This is the mail archive of the gcc-patches@gcc.gnu.org mailing list for the GCC project.


Index Nav: [Date Index] [Subject Index] [Author Index] [Thread Index]
Message Nav: [Date Prev] [Date Next] [Thread Prev] [Thread Next]
Other format: [Raw text]

Re: [PATCH]: GCC Scheduler support for R10000 on MIPS


Kumba <kumba@gentoo.org> writes:
>> Sure.  Just create issue and completion cpu_units and add them to
>> the insn resservations.  If you're interested in doing this, have a look
>> at other scheduler descriptions for inspiration.  (Not just MIPS ones.)
>
> Hmm, the catch is in how I think, I've largely modeled this R10k
> pipeline descriptor spatially in my head, according to the block
> diagram the manual gives and factoring in some of the errata notes.
> Hence why I initially created three automata for the three pipelines
> (int queue, fp queue, and address queue), and then defined the five
> cpu units as the five main blocks (alu1, alu2 (fed by int queue);
> fp-multiply, fp-add (fed by fp queue); and load/store (fed by address
> queue)).
>
> The multiplier gets tricky because it's in its own right subdivided
> into issue/completion, and fp-divide, fp-sqrt, and fp-multiply
> components, the latter three of which run parallel to each it other.
> It's when you define all these cpu units, that all tie to the fp
> queue, that the state count launches itself to the moon.
>
> So might it be more reasonable to create the fp multiplier as a
> separate automata from the fp-queue (and fp adder), and define
> cpu_units to match the issue and completion stages, multiply, divide,
> and square root stages?  Then we can multiply like this:
>
> (define_insn_reservation "r10k_fp_miscmul" 2
>    (and (eq_attr "cpu" "r10000,r12000,r14000,r16000")
>         (eq_attr "type" "fmul,fmove"))
>    "r10k_mpy_issue + r10k_fpmpy + r10k_mpr_compl")
>
> And fdiv and fsqrts like this:
>
> (define_insn_reservation "r10k_fdiv_single" 12
>    (and (eq_attr "cpu" "r10000,r12000,r14000,r16000")
>         (and (eq_attr "type" "fdiv,frdiv")
>              (eq_attr "mode" "SF")))
>    "(r10k_mpy_issue + r10k_fpdiv + r10k_mpy_compl) * 14")
>
> (define_insn_reservation "r10k_fsqrt_single" 18
>    (and (eq_attr "cpu" "r10000,r12000,r14000,r16000")
>         (and (eq_attr "type" "fsqrt")
>              (eq_attr "mode" "SF")))
>    "(r10k_mpy_issue + r10k_fpsqrt  + r10k_mpy_compl) * 20")
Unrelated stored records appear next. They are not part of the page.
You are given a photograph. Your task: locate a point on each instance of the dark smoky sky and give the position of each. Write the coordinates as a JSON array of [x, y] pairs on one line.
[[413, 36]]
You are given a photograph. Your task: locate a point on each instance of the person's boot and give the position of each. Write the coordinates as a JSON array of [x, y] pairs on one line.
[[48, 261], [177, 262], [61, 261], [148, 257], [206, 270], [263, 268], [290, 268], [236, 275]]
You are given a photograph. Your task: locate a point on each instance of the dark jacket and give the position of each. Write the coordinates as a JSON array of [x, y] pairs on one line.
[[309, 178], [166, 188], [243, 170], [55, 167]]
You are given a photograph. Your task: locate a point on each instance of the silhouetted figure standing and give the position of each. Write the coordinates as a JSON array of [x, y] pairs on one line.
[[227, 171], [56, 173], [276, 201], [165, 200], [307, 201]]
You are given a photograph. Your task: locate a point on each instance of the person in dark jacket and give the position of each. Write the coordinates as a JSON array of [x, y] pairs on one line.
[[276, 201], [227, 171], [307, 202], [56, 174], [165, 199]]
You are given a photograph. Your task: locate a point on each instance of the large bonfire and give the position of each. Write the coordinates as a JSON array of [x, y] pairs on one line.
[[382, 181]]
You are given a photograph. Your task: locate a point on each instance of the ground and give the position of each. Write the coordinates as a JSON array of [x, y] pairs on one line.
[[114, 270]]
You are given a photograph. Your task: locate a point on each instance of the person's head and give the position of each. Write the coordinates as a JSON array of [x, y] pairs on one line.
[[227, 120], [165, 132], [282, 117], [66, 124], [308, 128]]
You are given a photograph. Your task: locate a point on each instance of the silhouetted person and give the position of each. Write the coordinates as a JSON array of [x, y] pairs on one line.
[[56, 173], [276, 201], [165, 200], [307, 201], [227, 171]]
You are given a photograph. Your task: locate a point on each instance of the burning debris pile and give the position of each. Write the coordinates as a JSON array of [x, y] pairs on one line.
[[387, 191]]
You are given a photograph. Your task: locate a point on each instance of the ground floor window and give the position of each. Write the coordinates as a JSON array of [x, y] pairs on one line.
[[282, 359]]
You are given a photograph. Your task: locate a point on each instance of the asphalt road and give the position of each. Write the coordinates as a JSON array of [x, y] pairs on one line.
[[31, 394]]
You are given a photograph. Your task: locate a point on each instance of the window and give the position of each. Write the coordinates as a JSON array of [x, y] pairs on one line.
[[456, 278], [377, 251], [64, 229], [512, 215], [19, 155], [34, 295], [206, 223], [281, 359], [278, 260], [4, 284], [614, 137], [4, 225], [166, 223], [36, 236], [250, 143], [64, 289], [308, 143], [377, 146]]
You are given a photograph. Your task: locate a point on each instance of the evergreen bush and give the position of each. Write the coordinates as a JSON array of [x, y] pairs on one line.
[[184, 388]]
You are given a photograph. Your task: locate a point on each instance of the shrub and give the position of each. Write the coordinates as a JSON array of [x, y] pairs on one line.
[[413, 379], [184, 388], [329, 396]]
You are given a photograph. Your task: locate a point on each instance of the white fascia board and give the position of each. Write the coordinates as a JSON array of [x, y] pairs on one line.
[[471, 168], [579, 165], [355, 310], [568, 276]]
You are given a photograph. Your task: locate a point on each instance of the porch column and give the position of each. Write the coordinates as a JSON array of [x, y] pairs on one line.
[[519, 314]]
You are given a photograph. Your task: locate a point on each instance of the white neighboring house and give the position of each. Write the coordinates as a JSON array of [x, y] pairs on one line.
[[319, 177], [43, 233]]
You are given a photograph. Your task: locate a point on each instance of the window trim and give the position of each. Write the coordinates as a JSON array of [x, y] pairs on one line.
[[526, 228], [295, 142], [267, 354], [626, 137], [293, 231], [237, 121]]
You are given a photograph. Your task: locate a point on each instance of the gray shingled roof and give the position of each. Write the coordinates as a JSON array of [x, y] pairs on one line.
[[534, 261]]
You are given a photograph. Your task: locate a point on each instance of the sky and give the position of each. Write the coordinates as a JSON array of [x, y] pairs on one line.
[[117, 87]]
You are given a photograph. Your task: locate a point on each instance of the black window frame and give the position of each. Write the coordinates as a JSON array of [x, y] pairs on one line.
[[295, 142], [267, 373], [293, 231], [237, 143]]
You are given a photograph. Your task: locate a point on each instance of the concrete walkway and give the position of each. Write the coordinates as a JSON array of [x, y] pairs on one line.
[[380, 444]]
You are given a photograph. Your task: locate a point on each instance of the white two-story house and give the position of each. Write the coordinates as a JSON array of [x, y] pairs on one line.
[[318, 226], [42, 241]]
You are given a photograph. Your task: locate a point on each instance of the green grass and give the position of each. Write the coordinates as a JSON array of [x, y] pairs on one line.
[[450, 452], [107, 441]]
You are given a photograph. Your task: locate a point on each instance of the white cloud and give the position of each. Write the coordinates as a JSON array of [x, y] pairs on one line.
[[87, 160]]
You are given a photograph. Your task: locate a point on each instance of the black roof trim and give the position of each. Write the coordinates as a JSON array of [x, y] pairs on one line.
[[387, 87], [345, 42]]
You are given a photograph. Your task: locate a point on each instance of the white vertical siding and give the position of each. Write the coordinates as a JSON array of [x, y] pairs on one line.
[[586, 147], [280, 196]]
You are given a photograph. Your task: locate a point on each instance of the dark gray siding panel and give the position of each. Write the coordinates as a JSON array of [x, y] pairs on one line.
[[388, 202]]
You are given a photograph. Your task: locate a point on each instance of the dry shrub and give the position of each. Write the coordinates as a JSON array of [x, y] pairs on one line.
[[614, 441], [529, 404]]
I think you want "foo, bar" (foo one cycle, then bar the next)
rather than "foo + bar" (foo and bar simultaneously).  And you don't
want to tie up the issue and completion units for more than one cycle.

>> You need to add the names of the target insn reservations too.
>> Probably the ones for mfhilo.
>> 
>> In fact, if you split the mfhilo reservation into two, one for mfhi and
>> one for mflo, you could avoid the predicate.  (And yes, you'd be using
>> lo_operand to do the split; see sb1.md for how.  But it's the bypass
>> that's the key.)
>
> Okay, this might be easier than the predicates.  How does something like this look?:
>
> (define_insn_reservation "r10k_mfhi" 1
>    (and (eq_attr "cpu" "r10000,r12000,r14000,r16000")
>         (and (eq_attr "type" "mfhilo")
>              (not (match_operand 1 "lo_operand"))))
>    "r10k_alu1 | r10k_alu2")
>
> (define_insn_reservation "r10k_mflo" 1
>    (and (eq_attr "cpu" "r10000,r12000,r14000,r16000")
>         (and (eq_attr "type" "mfhilo")
>              (match_operand 1 "lo_operand")))
>    "r10k_alu1 | r10k_alu2")
>
> And then for the bypasses:
>
> (define_bypass 6 "r10k_imul_single" "r10k_mfhi")
> (define_bypass 10 "r10k_imul_double" "r10k_mfhi")
> (define_bypass 35 "r10k_idiv_single" "r10k_mfhi")
> (define_bypass 67 "r10k_idiv_double" "r10k_mfhi")
>
> We'll set the default latency for the insn_reservations to the LO
> latency, and use bypasses for the HI latency.  Sound kosher?

Looks good.

> I also assume we need not worry about the mthilo insn, right?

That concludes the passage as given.